I'm not really sure what a slit would look like in 1 dimension. It's easier for me to consider a particle in a 1d infinite square well. Note that the infinite well absolutely forbids any leakage of the particle into the forbidden region, just like the classical case. In this case, the variances depend on the energy of the particle. For a particle in one of the $n$th energy eigenstate of an infinite well with width $L$, the variances are (per wikipedia)
$$\sigma^2_x = \frac{L^2}{12} \Bigg ( 1 - \frac{6}{n^2 \pi^2} \Bigg), \quad \sigma_k^2 = \frac{n^2 \pi^2}{L^2}$$
The product of the variances is then $\sigma_x^2 \sigma_k^2 = (n^2 \pi^2/12 - 1/2)$. For $n=1$, this is about $.322 \geq .25$, as required.
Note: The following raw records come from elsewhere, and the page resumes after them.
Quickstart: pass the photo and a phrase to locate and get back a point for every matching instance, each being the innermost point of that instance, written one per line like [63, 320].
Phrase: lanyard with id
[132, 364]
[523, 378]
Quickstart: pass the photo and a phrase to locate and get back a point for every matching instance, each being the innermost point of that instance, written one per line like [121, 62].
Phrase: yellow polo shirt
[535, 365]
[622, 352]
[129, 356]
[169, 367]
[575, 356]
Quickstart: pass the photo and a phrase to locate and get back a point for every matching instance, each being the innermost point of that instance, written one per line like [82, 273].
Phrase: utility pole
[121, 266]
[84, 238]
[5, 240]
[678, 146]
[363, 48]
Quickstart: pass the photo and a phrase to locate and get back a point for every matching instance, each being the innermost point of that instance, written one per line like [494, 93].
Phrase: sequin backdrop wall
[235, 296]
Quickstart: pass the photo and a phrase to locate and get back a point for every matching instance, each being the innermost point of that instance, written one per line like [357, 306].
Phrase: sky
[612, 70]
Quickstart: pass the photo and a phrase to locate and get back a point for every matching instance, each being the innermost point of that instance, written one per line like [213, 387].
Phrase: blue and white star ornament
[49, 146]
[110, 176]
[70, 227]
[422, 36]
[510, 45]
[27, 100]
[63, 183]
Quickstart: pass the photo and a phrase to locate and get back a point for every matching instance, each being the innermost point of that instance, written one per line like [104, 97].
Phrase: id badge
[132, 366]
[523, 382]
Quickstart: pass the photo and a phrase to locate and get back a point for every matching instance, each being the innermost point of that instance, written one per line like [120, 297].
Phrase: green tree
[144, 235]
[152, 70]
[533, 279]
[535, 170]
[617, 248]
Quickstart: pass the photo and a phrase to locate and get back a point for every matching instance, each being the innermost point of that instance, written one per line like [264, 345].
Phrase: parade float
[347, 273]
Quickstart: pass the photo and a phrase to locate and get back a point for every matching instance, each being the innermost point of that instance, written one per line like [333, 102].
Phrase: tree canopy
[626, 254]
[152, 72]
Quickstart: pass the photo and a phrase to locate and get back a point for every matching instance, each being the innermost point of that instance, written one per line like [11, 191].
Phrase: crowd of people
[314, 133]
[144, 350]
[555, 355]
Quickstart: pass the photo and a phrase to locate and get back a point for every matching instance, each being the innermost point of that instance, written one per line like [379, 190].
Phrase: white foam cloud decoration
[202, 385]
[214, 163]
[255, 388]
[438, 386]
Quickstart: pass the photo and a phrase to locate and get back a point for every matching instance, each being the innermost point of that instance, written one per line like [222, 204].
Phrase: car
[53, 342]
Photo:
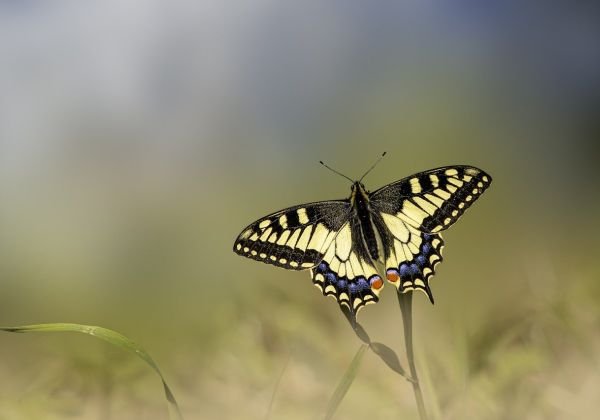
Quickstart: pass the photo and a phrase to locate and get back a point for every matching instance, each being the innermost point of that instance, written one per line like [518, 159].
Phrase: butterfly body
[341, 241]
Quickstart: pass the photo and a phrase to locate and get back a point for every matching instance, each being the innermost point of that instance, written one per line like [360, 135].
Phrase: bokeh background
[137, 138]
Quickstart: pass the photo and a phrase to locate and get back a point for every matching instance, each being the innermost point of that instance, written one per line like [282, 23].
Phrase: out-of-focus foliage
[138, 138]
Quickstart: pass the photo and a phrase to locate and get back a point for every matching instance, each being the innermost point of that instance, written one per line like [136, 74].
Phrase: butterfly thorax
[363, 220]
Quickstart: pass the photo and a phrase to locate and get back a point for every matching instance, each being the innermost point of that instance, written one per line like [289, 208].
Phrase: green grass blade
[112, 337]
[345, 382]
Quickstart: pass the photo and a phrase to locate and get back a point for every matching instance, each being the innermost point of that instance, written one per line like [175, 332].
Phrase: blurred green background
[138, 138]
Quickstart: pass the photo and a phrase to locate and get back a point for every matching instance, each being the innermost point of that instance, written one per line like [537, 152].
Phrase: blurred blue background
[138, 138]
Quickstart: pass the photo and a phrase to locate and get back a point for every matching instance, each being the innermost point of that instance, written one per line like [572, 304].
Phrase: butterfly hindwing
[294, 238]
[347, 273]
[432, 201]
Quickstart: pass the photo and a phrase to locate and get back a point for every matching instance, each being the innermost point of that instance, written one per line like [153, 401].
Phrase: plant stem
[405, 301]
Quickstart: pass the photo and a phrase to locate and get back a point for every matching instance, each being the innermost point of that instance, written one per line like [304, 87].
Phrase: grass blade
[112, 337]
[345, 382]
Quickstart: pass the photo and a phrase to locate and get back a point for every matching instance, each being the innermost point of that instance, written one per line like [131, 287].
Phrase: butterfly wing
[294, 238]
[411, 213]
[347, 272]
You can't really see what the uncertainties will be by inspection, by the geometry of the problem. These are the uncertainties for energy eigenstates, and there's no reason to expect that a particle will be in an eigenstate (which would then make the computation more complicated).
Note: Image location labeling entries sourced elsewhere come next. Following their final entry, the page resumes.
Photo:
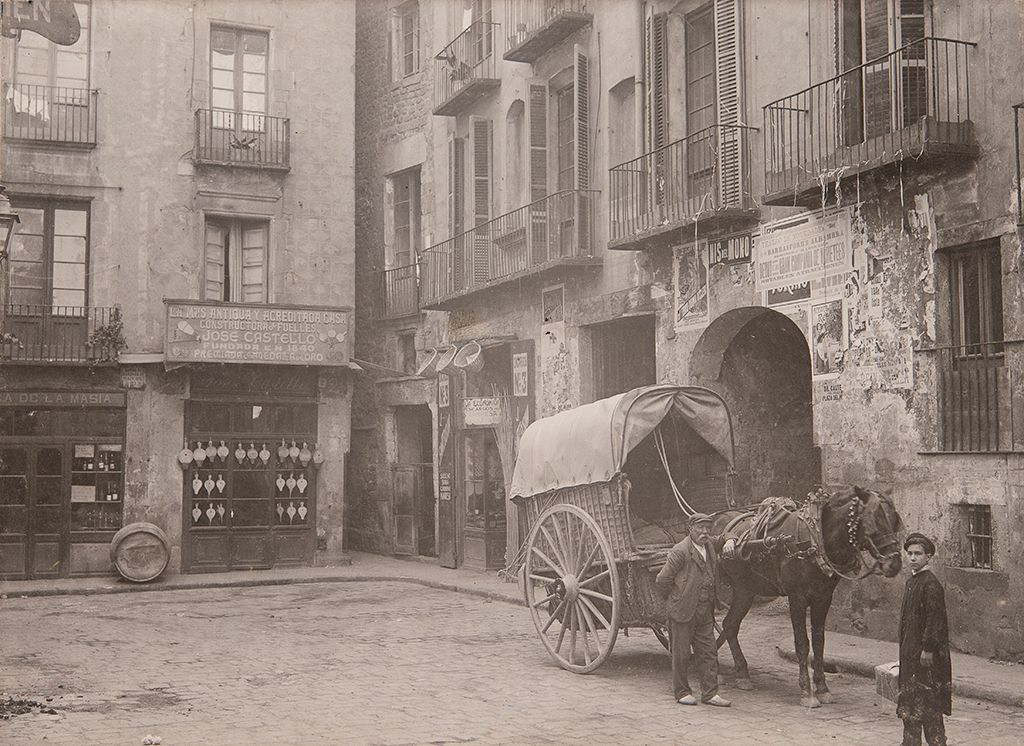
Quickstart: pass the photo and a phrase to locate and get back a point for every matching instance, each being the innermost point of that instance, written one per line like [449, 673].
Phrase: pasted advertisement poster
[826, 338]
[805, 258]
[690, 274]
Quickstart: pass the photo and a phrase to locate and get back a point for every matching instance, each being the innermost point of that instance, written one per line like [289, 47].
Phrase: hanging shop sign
[62, 398]
[53, 19]
[199, 332]
[806, 258]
Really, one just calculates the variances of the wavefunction with respect to $x$ and $k$. You might be able to get a rough idea from the quantities in the problem (for instance, the standard deviation with respect to $x$ is indeed proportional to $L$, but only proportional, not exactly $L$), but that's all.
You ask if a particle has nonzero probability of existing everywhere. To be pedantic, a particle has zero probability of existing at any specific point, but it typically has a nonzero probability of existing in a region of any finite size. This infinite square well is an exception, as the infinite potential around the box absolutely forbids particles.
Uncertainty really is just a loose, loose word to use. It almost always really means standard deviation of the wavefunction.